To set the back story, I was an English teacher in South Korea. During a long weekend, I headed to Japan for a three night break with a group of friends. We had a few drinks, had a few more drinks, and before we knew it we trying to order vegetarian breakfast muffins in McDonalds before being forcibly removed – however helpful you think that you are being, restaurant staff do not want customers to help with the cooking of food. For this reason, please remain on your side of the counter at all times.
Giving up our silliness for the night, we decided to go home…. Until my friend and I bumped into a couple of young ladies – and attractive young ladies can be the downfall of young men around the world. Rather than going to bed, we joined them for a drink, failing to initiate any real conversation as we shared no common language. Shortly after the sun rose we realised that we were in imminent danger of missing our bus. We left the bar at full sprint, got hopelessly lost, took a taxi to the wrong place, and by the time we found our hostel, all of our friends had gone. We jumped into another taxi, raced to the bus station, arrived just in time to catch our bus, and ended up at the wrong platform. By the time we found the correct platform, our bus had departed minutes earlier. In case you are wondering why we didn’t just call or message our friends, this story occurs five years ago at a time when neither my friend nor I owned a smart phone. In fact, neither of us had a working phone in Japan, making our friends completely unreachable at the time.
In the train station we found out that train tickets would cost us the equivalent of £130. Not wanting to pay that sum of money, we decided to hitchhike. By now it was about eight in the morning. From a small cafe we were given a paper bag, onto which we wrote ‘Hiroshima’, the name of the town we were going to. We then proceeded to ask everyone who would listen (and some who wouldn’t) where we should go to reach Hiroshima.

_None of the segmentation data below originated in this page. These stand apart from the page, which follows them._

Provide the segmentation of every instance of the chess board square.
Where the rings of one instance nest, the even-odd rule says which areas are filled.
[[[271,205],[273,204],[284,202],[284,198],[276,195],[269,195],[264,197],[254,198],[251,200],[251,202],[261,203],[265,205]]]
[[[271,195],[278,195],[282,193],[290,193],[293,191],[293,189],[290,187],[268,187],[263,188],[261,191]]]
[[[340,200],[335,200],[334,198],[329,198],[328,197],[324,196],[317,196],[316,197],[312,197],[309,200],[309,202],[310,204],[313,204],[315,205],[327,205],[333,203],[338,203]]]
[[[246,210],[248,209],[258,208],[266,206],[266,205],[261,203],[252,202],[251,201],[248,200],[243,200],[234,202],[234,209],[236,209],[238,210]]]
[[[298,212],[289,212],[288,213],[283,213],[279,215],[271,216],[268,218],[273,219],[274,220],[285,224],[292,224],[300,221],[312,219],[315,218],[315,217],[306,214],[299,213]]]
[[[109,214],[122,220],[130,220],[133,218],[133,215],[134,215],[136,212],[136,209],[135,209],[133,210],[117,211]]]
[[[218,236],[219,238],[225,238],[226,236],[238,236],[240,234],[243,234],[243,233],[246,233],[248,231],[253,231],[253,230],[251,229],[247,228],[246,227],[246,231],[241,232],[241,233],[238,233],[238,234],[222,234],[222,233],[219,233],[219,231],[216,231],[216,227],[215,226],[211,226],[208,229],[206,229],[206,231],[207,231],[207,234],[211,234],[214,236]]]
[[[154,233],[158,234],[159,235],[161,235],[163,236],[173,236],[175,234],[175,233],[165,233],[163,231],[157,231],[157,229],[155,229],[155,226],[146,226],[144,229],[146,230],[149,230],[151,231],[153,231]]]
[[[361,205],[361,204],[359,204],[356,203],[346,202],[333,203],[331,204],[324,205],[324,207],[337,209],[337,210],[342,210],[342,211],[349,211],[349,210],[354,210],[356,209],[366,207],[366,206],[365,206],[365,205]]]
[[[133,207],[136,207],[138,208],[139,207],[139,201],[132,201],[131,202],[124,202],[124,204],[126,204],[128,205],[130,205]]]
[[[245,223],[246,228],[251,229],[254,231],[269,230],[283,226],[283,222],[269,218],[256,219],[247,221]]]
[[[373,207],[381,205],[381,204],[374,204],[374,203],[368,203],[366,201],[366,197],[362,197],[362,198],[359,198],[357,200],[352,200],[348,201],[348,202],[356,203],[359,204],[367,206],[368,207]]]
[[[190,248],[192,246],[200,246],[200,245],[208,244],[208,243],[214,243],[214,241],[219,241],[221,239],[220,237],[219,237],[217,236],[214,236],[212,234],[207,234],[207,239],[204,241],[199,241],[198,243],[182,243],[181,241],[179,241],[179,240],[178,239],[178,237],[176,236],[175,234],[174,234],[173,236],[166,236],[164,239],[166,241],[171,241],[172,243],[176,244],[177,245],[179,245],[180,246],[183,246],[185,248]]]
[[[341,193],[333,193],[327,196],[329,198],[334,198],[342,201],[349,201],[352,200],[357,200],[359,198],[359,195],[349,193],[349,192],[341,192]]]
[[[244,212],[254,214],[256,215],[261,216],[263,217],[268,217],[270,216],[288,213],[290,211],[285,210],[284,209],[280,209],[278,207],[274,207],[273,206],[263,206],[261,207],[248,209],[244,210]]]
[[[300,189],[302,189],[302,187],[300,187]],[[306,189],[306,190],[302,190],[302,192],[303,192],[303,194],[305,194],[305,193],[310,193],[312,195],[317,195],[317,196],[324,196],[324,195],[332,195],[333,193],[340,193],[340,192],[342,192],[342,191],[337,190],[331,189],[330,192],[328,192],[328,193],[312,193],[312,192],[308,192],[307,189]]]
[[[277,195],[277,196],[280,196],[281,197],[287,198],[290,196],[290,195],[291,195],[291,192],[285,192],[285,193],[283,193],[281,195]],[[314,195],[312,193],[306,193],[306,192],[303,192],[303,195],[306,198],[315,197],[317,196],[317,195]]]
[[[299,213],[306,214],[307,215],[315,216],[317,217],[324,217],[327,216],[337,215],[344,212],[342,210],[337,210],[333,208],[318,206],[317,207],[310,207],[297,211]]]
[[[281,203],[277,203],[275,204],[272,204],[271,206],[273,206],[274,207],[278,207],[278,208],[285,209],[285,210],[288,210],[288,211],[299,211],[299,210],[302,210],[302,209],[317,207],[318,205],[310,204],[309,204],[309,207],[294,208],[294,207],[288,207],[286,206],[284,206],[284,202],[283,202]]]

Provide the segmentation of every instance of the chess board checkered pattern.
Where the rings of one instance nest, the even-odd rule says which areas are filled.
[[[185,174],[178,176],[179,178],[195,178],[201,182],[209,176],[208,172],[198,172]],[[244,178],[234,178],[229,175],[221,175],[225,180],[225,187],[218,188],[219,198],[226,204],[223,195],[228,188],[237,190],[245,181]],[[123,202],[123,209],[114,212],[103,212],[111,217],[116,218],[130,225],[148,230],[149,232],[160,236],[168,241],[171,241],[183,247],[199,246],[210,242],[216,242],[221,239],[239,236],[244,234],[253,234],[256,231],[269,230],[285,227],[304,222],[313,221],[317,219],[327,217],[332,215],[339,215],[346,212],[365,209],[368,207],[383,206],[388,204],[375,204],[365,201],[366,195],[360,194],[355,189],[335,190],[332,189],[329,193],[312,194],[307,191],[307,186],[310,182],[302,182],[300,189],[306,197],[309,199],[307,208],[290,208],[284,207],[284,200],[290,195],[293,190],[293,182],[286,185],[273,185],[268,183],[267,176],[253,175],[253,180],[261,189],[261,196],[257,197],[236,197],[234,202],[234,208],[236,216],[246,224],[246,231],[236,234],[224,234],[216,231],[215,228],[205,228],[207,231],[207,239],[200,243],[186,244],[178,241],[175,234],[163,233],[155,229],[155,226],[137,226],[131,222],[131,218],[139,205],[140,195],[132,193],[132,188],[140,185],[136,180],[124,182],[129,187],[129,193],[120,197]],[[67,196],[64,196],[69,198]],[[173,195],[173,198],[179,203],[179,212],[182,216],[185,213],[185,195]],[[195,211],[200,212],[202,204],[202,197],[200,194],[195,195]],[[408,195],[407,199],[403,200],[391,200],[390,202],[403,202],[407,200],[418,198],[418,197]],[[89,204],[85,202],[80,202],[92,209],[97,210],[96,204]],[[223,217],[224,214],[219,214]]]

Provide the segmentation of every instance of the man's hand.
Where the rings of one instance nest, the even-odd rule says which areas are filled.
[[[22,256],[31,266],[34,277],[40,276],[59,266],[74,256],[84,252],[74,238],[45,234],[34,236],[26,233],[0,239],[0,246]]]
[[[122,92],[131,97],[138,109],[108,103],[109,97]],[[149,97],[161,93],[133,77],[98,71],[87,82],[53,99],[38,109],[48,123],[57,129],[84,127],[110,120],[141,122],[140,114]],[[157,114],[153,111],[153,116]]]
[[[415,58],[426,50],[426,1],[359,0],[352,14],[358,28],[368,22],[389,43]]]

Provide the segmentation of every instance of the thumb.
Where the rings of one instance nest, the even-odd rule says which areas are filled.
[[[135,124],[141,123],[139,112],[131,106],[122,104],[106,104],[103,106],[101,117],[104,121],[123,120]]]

At length, we got a ride, but not to Hiroshima – but three hours in the right direction. I fell asleep in the car and we ended up taking a train to Fukuoka instead. It cost £113, so we didn’t save much money, but we did have an awful lot of fun. We met up with our friends in Fukuoka (by using an internet cafe as we had no phones) before heading back to South Korea to return to our teaching jobs. I then had a thought – what if I kept on hitchhiking without a plan, without an end date?
I wrote the idea down in my notepad and several months later, that is exactly what I did. I finished my teaching contract in South Korea, headed back to the UK for a friend’s wedding, and hit the road with a tent and a sleeping bag to hitchhike alone for the very first time. I was (technically) homeless and unemployed, but very happy. What ensued was one of the most life changing and eye opening journeys I have ever undertaken – it didn’t enlighten me or make me a better person, but it positively affected my life. All because of one silly drunken night in Japan.